This is an equation that occurs in the derivation of the Kalman filter:
$$J = \text{Tr}((I-KC)P(I-KC)^T),$$
where $\text{Tr}(\cdot)$ is the trace of the argument, and $K \in \mathbb{R}^{n \times q}, \ C \in \mathbb{R}^{q \times n}, \ P \in \mathbb{R}^{n \times n} \text{ symmetric}, \ I \in \mathbb{R}^{n \times n}$ is the identity matrix.
Does someone know how to derive $\frac{\partial{J}}{\partial{K}}$ in closed form?

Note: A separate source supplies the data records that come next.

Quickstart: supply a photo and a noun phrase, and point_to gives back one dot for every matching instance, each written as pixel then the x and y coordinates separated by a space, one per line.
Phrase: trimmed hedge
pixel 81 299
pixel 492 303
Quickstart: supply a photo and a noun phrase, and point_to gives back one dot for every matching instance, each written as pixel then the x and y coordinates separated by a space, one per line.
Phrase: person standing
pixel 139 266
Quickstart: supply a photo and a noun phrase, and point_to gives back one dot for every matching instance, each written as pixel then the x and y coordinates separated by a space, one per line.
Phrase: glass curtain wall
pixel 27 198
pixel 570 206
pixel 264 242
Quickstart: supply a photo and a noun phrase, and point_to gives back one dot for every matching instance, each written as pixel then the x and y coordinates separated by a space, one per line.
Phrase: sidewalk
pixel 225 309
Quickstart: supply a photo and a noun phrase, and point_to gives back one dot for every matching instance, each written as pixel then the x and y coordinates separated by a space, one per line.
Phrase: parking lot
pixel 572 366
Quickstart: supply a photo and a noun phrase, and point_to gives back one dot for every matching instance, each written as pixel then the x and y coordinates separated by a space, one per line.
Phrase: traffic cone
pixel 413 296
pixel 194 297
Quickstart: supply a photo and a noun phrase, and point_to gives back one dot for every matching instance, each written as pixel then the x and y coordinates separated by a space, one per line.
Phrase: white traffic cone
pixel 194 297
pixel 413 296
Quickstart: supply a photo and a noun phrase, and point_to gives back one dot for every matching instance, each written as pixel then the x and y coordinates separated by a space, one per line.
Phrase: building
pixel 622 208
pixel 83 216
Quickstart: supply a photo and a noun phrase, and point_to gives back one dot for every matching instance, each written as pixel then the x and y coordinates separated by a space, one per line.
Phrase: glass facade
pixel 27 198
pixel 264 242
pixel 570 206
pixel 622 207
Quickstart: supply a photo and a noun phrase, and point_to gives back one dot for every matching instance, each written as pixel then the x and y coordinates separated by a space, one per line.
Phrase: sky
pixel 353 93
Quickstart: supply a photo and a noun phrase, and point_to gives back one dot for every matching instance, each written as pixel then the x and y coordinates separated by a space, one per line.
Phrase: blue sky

Update: Here's my attempt to solve the problem. From the matrix cookbook we know (equation 111):
$$\frac{\partial \text{Tr}(XBX^T)}{\partial X} = 2XB$$ if $B$ is symmetric, that is $B=B^T$. With the chain-rule (I guess I'm not using it right) it follows
$$\frac{\partial{J}}{\partial{K}} = \frac{\partial (I-KC)}{\partial K} \frac{\text{Tr}((I-KC)P(I-KC)^T)}{\partial (I-KC)} = -2C(I-KC)P$$
But that's not the right answer, it should be slightly different, namly
$$\frac{\partial{J}}{\partial{K}} = -2(I-KC)PC^T$$
Here's my solution:
$J = \text{Tr}((I-KC)P(I-KC)^T) = \text{Tr}(P-PC^TK^T-KCP+KCPC^TK^T) \\ \,\,\,\, = \text{Tr}(P) - \text{Tr}(PC^TK^T) - \text{Tr}(KCP) + \text{Tr}(KCPC^TK^T)$
From the maxtrix cookbook 1 (equation (111)) we do know that
$\frac{\partial}{\partial X} \text{Tr}(XBX^T) = XB^T+XB \overset{\text{if B sym.}}{=} 2XB$.
Using this we get:
$\frac{\partial J}{\partial K} = \frac{\partial \text{Tr}(P)}{\partial K} - \frac{\partial \text{Tr}(PC^TK^T)}{\partial K} - \frac{\partial \text{Tr}(KCP)}{\partial K} + \frac{\partial \text{Tr}(KCPC^TK^T)}{\partial K} \\ \,\,\,\,\,\,\,\, = 0-PC^T-P^TC^T+K(CPC^T)^T+KCPC^T \\ \,\,\,\, \overset{\text{$P=P^T$}}{=} -2(I-KC)PC^T$
I validated the result via numerical derivation.